The first thing the company did was repurchase all of Saraf's shares at $3.91 per share. The company spent $1.3m repurchasing 331k shares. This reduces the number of shares outstanding from 2.2m to 1.9m for a more than 10% reduction in shares at less than book value. This action alone is highly value accretive itself. The second action taken was to repurchase all of Saraf's outstanding options for 290k shares for slightly less than $1m, paying $3.43 per option. This buyback removed the options overhang and reduced the fully diluted share count.
Both of these actions are shareholder friend, the company used $2.3m worth of excess cash to eliminate Saraf's share holding and his option position. This is the type of thing value investors dream of, a company using their cash to repurchase shares below book value. While value was created for investors it also eliminated the company's largest shareholder.
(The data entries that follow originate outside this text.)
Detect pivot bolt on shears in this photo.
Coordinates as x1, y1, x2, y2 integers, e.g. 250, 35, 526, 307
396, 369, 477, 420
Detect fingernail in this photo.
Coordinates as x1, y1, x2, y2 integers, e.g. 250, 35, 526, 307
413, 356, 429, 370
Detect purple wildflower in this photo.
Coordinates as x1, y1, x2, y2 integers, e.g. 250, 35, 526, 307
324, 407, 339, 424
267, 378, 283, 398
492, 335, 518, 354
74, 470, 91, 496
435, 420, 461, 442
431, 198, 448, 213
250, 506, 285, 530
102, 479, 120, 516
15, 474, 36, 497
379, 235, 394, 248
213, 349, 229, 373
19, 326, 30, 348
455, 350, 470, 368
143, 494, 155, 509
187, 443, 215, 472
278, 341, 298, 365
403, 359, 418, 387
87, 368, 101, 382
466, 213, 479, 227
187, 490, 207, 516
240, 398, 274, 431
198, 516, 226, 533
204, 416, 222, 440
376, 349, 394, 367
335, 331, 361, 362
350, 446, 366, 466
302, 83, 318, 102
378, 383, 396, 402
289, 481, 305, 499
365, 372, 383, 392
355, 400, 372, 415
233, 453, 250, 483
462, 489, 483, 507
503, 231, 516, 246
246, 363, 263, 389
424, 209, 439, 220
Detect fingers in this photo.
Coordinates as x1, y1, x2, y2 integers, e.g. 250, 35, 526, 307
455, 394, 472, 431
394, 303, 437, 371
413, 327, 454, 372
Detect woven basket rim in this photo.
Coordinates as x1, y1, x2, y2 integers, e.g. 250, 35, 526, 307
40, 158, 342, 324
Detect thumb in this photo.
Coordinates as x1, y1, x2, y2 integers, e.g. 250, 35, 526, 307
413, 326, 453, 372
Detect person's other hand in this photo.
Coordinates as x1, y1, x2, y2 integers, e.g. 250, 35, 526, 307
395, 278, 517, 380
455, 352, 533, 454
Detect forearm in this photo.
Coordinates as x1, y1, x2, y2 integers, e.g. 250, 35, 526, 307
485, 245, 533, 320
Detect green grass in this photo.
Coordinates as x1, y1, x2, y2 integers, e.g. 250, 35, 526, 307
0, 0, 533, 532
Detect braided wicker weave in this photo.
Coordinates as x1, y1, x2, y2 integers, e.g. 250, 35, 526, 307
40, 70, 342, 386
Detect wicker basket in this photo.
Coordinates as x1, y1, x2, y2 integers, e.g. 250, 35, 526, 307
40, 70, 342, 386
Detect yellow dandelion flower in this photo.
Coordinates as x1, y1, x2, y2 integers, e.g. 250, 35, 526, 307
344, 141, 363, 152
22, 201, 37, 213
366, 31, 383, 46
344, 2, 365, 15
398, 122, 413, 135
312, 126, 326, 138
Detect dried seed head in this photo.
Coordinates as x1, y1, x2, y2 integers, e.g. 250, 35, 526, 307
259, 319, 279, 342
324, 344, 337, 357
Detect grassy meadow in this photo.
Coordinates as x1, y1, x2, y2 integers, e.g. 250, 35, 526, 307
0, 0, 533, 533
Beyond the initial $2.3m share and option repurchase the rest of the buyout can be framed within the context that the buyout expenses were necessary to get rid of a stumbling block for shareholder value. The company paid $410k in severance costs, $45k for health insurance, $18k to transfer ownership of the company car to Saraf, $96k for earned vacation time and other incidentals such as his cell phone.
In total the company is paying $2.859m to rid Solitron of Saraf, with the bulk of the company's expense being spent towards repurchasing shares and options. The company is also reimbursing Eriksen Capital $110k for their proxy fight last year. I know some shareholders antsy about a repayment such as this, but in my mind paying $110k to unlock value is very cheap. If shareholders could unlock value other management-trap companies for $110k we'd all be a LOT richer.
Once the agreement is executed the company's equity will drop from $11.36m to $8.391m, which is $4.41 per share. At current prices post transaction the company is trading for 89% of book value, which is cheap in light of recent facts.
One negative is the company has started to report negative earnings. We could speculate all we want, but it's possible that the earnings drop was the catalyst that pushed Saraf out the door. Until recently the company had steady revenue and earnings, and suddenly with activists onboard the company's results took a nose dive. Was this Saraf trying to payback shareholders with bad results? As a one-man executive and selling machine it's possible. But if that were the case his plan backfired badly.
At current prices investors have the ability to purchase $4.41 for $4.01 with an activist investor as CEO and shareholder friendly Directors. The company still has about $3m in excess cash that can be returned to shareholders as a buyback or a dividend and a core business that had a history of earning above average returns. The best course of action would be for Eriksen to negotiate a sale to a private buyer at an above market price. It isn't unreasonable to presume that the core company might be worth $5-6 per share plus the additional $1.50 per share in excess cash. I don't think it's a stretch to say the company is worth 50% more than current prices if not more.
Most readers will brush this writeup off saying that "a 50% gain isn't big enough" but I don't know many other investments that are controlled by activist investors with an upside of 50% or more. Even if it takes Eriksen two years to realize value with Solitron it's still a very respectable 25% a year return.
If you're looking for a cheap investment with a catalyst look no further than Solitron Devices.